Feat/sig bounds

[ThomasPiellard]

Description

Ensures s < r/2 in ecdsa

Type of change

Please delete options that are not relevant.

• Bug fix (non-breaking change which fixes an issue)
• New feature (non-breaking change which adds functionality)
• Breaking change (fix or feature that would cause existing functionality to not work as expected)
• This change requires a documentation update

How has this been tested?

See test suite ECDSA

Checklist:

• I have performed a self-review of my code
• I have commented my code, particularly in hard-to-understand areas
• I have made corresponding changes to the documentation
• I have added tests that prove my fix is effective or that my feature works
• I did not modify files generated from templates
• golangci-lint does not output errors locally
• New and existing unit tests pass locally with my changes
• Any dependent changes have been merged and published in downstream modules

---

Note

Enforces s <= (order-1)/2 across ECDSA sign/verify/serialization for all supported curves, updates errors/tests, and enhances docs/comments (SEC 1, BIP-62).

• ECDSA core:
  • Ensure Sign outputs canonical signatures by normalizing s to <= (order-1)/2.
  • In Verify, reject non-canonical signatures with errSBiggerThanHalfRMod.
  • Add/clarify docs for hashing behavior, truncation, and references to SEC 1 and BIP-62.
• Serialization (SetBytes):
  • Change s bounds check from < order to <= (order-1)/2; introduce errSBiggerThanHalfRMod.
• SignForRecover (secp256k1, bn254, stark-curve, secp256r1):
  • Loop until s <= (order-1)/2; set v initialization explicitly.
• Tests:
  • Update non-malleability tests to expect errSBiggerThanHalfRMod and adjust S_overflow construction.
• Codegen templates:
  • Propagate low-s enforcement, verify checks, error names, comments, and tests across generator templates.

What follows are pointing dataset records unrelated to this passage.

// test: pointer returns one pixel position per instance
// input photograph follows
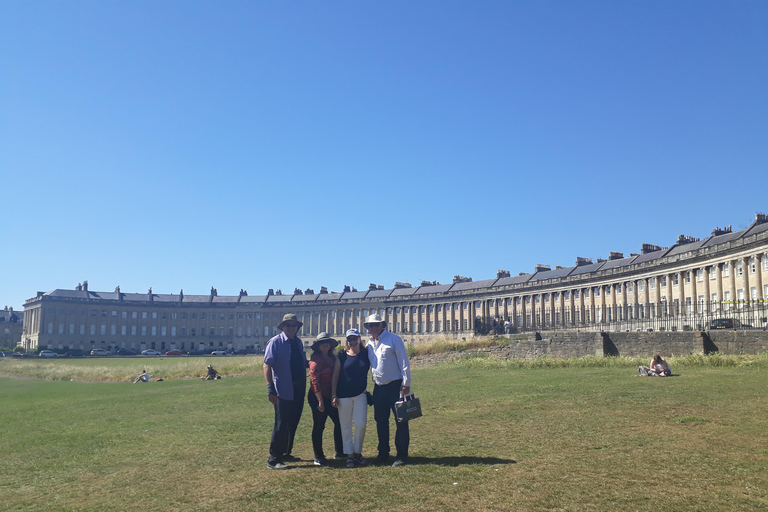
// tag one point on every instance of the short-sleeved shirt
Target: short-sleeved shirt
(278, 356)
(353, 375)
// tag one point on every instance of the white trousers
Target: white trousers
(355, 410)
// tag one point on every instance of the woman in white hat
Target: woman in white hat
(350, 379)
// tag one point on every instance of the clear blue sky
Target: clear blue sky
(188, 144)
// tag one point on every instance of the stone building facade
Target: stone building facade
(683, 287)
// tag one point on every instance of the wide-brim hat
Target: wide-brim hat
(324, 337)
(290, 317)
(374, 319)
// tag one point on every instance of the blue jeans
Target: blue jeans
(384, 398)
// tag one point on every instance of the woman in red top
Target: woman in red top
(319, 397)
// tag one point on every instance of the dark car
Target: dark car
(725, 323)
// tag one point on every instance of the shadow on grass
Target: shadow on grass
(458, 461)
(419, 461)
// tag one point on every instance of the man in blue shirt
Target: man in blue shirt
(391, 373)
(285, 372)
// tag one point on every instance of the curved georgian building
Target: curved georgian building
(684, 286)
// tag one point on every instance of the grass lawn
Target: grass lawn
(495, 436)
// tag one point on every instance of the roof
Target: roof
(473, 285)
(552, 274)
(433, 288)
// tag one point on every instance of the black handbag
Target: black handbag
(408, 408)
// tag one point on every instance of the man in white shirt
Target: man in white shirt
(392, 379)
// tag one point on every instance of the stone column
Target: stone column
(747, 293)
(759, 276)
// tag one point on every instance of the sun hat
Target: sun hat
(289, 317)
(324, 337)
(374, 319)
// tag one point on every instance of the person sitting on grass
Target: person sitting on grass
(212, 374)
(658, 368)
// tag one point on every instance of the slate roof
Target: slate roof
(643, 258)
(506, 281)
(378, 294)
(403, 292)
(473, 285)
(621, 262)
(585, 269)
(552, 274)
(433, 288)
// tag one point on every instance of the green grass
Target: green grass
(496, 435)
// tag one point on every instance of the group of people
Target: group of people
(338, 389)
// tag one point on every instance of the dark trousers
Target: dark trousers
(384, 398)
(287, 416)
(318, 425)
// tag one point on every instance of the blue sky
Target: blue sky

^{Written by Cursor Bugbot for commit 5116cf4. This will update automatically on new commits. Configure here.}

[cursor]

🚨 Bugbot Trial Expired

Your team's Bugbot trial has expired. Please contact your team administrator to turn on the paid plan to continue using Bugbot.

A team admin can activate the plan in the Cursor dashboard.

[Copilot]

Pull Request Overview

This PR implements ECDSA signature malleability protection by enforcing the constraint s < r/2, which prevents signature malleability attacks where an adversary can create a second valid signature for the same message by negating the s component.

• Updated error messages and validation logic to check s > r_mod/2 instead of s >= r_mod
• Modified signing functions to ensure generated signatures satisfy s < r/2
• Added verification checks to reject signatures with s > r/2

Reviewed Changes

Copilot reviewed 33 out of 33 changed files in this pull request and generated 3 comments.

Show a summary per file

File	Description
internal/generator/ecdsa/template/marshal.go.tmpl	Template for signature validation - updated to check s > r_mod/2
internal/generator/ecdsa/template/ecdsa.test.go.tmpl	Template for malleability tests - updated test expectations
internal/generator/ecdsa/template/ecdsa.go.tmpl	Template for signing/verification - added s < r/2 enforcement
ecc/*/ecdsa/marshal.go	Generated files with updated validation logic
ecc/*/ecdsa/ecdsa_test.go	Generated test files with updated expectations
ecc/*/ecdsa/ecdsa.go	Generated signing/verification with malleability protection

Comments suppressed due to low confidence (1)

internal/generator/ecdsa/template/ecdsa.go.tmpl:152

• Using 'order' variable which may not be defined in this context. Should use 'frMod' instead to be consistent with the existing validation logic.

		y = y.Sub(fp.Modulus(), y)

---

_{Tip: Customize your code reviews with copilot-instructions.md. Create the file or learn how to get started.}

[ivokub]

LGTM!

Although I need to see how it affects gnark gadgets. I think in some tests we are trying to generate signature with large s. I'll see how to resolve that. Lets wait with merge until it is confirmed.